Champion Oarsman No Longer Just Along for the Ride

Walter Banfield recently won the United States’ lightweight under-23 singles rowing title and competed in the world championships in Rotterdam, the Netherlands
“When you come off the water your whole body is done,” Walter Banfield says. Row2k.com

Walter Banfield, a member of the Marder family who, while reared in southern Virginia, has spent his summers in Springs, recently won the United States’ lightweight under-23 singles rowing title and competed in the world championships in Rotterdam, the Netherlands.

During a conversation at The Star on his return from Rotterdam early last month, after throwing his bags down and running up to Gerard Drive and back, the quiet-spoken 6-foot-2-inch, 155-pound 21-year-old Dartmouth student said he had come to rowing quite by accident.

“It was in my freshman year in high school, and they made you play a sport. I wasn’t at all athletic — absolutely not. The captain of the school’s crew was friends with my sister. He was a brain and an athlete — he’s the one who signed me up for rowing.”

Wake, Va., where he grew up, was, while “in the middle of nowhere . . . near where the Chesapeake Bay and the Rappahannock River meet. I went to a small prep school, Christ Church, 200 total. There were four seniors, two sophomores, and me on the crew team. We lifted, ran, and did ergometer training in the winter — a lot of that — and then in the spring we picked up a couple more people.” 

“My coach was Richard Lawrence. A nice guy. He coached me this summer; he sends me workouts. . . . The seniors took me under their wing. You know, ‘Do this, do that, here’s how it works. . . .’ I was along for the ride the first year, my novice year.”

Then he started winning. As a sophomore Banfield was undefeated in the state, in doubles and singles. He began to compete internationally as a high school junior. He has won three United States trials, twice in a double, once in a single. 

“You have to want it,” he said in answer to a question. “You have to be self-motivated,” and when one rowed with others “you all have to be in sync. It’s a high-teamwork sport — very much so. You all have to be on the same page, doing the exact same thing and at the exact same time, and not care how much it hurts, because it hurts a lot! When you come off the water, your whole body is just done.”

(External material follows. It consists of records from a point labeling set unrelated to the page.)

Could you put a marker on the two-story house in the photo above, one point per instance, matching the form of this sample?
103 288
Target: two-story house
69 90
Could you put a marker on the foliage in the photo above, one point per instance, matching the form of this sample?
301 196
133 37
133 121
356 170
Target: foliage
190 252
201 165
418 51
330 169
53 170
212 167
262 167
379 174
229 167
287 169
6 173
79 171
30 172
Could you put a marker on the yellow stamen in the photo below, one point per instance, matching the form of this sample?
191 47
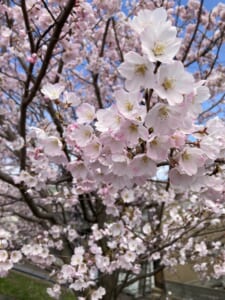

“All the races were 2,000 meters,” he said, “a little over a mile. You’re going flat out. You try to strategize, you try to, but if you mess up it’s all over. . . . You’re always learning. Each boat and each level is very, very different. A double is very different from the single I did this year. Singles is the hardest event to do internationally because so many go.”

In Rotterdam, “I didn’t race as well as I should. . . . The conditions . . . nerves, or something. I’ve rowed better in practice.”

“I was a little disappointed. I finished 18th out of 30 . . . I’ve finished higher. The competition was up this year — there were four or five Olympians in my race, and all the guys who just missed the Olympics showed up.”

As for the Olympics, it was, he said, a possibility for him in 2020. Rowers, he added, usually peaked between the ages of 25 and 30, somewhat like marathoners.

In parting, he said he could see himself rowing the rest of his life, though he didn’t know whether he would always compete.

Asked if he had read “The Boys in the Boat,” Banfield said he hadn’t.

Presumably because he’s too busy living it.